Less black, less white?

By Christy Rogers, Research Associate at the Kirwan Institute

When the question of whether or not Barack Obama was “black enough” for the black community cropped up, I was startled to hear an African-American woman interviewed for NPR state that Barack “self-identified as black, married a black woman, and has black children, and that’s black enough for me.” Your race is determined by whom you marry? Sure, I knew the academic term – race is a “social construction.” But it had never struck me in such a stark way before. I wondered to myself, do white women make similar assessments?

I thought back to a conversation I’d had years before, with a colleague in a planning firm. I had admired her, because the construction and development world is largely male, and although she was young she could easily hold her own in a room of “town fathers” trying to patronize her. She was talking about a friend of hers.

“You know, she’s one of those white girls you can just tell will date a black guy,” she said.
“You know – you can tell them. You know what I mean.”
“No, I don’t know what you mean. Tell me what you mean.”
“Forget it.”

I guess you aren’t white if you date across the color line. Or if still white, a different “species” -- identifiable like some sort of invasive weed.

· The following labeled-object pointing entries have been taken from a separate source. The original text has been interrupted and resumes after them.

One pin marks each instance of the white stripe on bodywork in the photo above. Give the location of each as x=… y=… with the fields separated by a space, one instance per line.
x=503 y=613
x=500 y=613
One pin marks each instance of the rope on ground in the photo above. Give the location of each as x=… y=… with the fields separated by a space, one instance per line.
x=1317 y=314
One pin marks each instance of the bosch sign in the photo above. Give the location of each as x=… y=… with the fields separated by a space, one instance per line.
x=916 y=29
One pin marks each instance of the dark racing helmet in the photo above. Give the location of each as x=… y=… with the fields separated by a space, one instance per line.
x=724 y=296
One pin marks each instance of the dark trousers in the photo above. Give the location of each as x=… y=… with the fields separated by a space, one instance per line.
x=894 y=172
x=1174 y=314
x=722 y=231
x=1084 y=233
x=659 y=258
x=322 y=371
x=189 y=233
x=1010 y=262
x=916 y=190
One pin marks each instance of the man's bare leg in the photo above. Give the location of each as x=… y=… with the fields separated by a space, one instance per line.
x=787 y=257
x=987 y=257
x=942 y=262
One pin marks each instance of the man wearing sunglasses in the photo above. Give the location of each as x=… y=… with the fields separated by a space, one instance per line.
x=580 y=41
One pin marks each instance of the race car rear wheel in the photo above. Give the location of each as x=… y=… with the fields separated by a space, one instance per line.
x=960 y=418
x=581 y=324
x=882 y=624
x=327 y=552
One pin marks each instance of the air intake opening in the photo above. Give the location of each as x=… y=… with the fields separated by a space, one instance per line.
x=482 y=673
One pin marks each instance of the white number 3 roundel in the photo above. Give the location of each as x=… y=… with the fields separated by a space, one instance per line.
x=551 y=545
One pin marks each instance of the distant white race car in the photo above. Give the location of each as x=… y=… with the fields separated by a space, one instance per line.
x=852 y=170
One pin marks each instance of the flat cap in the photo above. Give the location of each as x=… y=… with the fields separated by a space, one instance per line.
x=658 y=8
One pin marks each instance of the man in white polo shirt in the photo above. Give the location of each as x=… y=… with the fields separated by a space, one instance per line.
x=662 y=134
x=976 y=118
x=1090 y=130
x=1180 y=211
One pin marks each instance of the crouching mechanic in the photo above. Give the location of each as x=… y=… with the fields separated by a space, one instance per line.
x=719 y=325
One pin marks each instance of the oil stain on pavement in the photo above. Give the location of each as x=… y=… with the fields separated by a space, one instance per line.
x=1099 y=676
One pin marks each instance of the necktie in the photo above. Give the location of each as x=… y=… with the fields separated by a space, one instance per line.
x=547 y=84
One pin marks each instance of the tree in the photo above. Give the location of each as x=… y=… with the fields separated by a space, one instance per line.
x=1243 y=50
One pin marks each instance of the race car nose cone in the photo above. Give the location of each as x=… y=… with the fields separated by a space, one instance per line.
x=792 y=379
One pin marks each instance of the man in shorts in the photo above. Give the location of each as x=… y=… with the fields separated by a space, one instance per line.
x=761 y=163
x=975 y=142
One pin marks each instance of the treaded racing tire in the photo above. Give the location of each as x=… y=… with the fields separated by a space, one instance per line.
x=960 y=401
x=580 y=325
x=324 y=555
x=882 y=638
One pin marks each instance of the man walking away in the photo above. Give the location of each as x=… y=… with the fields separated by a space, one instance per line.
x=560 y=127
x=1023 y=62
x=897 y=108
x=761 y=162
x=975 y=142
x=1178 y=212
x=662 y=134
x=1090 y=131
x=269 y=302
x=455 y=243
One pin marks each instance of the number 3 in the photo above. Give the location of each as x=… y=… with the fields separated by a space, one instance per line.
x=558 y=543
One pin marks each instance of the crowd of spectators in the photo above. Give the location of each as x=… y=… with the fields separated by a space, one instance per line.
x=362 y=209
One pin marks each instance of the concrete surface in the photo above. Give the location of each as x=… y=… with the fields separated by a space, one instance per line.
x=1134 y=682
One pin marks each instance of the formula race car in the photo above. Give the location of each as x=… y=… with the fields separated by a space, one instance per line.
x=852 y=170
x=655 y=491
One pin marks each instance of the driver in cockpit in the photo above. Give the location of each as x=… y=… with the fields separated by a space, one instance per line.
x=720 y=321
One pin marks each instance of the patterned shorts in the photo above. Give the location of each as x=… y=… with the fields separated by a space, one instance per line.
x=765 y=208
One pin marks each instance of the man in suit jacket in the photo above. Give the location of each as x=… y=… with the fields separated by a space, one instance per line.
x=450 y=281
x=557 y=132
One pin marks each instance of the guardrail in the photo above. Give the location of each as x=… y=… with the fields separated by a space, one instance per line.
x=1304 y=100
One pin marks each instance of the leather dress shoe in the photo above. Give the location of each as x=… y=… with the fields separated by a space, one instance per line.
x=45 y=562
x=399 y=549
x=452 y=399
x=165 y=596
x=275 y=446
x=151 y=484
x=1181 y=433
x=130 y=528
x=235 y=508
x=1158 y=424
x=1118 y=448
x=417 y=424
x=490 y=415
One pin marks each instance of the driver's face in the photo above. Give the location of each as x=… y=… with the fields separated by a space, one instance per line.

Last week when I went to pick up my daughter at daycare, I ran into the mom of my daughter’s best friend. I was really glad to see her, because in the fall, my daughter is starting a new school and leaving all of her current friends. I wanted to propose a weekend play-date. I was relieved and pleased when she seemed committed to maintaining their friendship outside of school. She suggested a joint trip to Lowe’s on the first Saturday of every month, when they have a special kids’ work session. I couldn’t imagine my daughter happier: in a tiny orange apron, clattering around with her best buddy. And most of all, I was relieved because my daughter is white and her son is black, and for the two of them to keep what they have – a delighted friendship – is going to take help, and work. For now, we only have to pick which month we go to Lowe’s. In the years to come, we’re going to have to acknowledge that their friendship, in the eyes of some, will make her son less black, and my daughter less white, and what that means for us, and for them.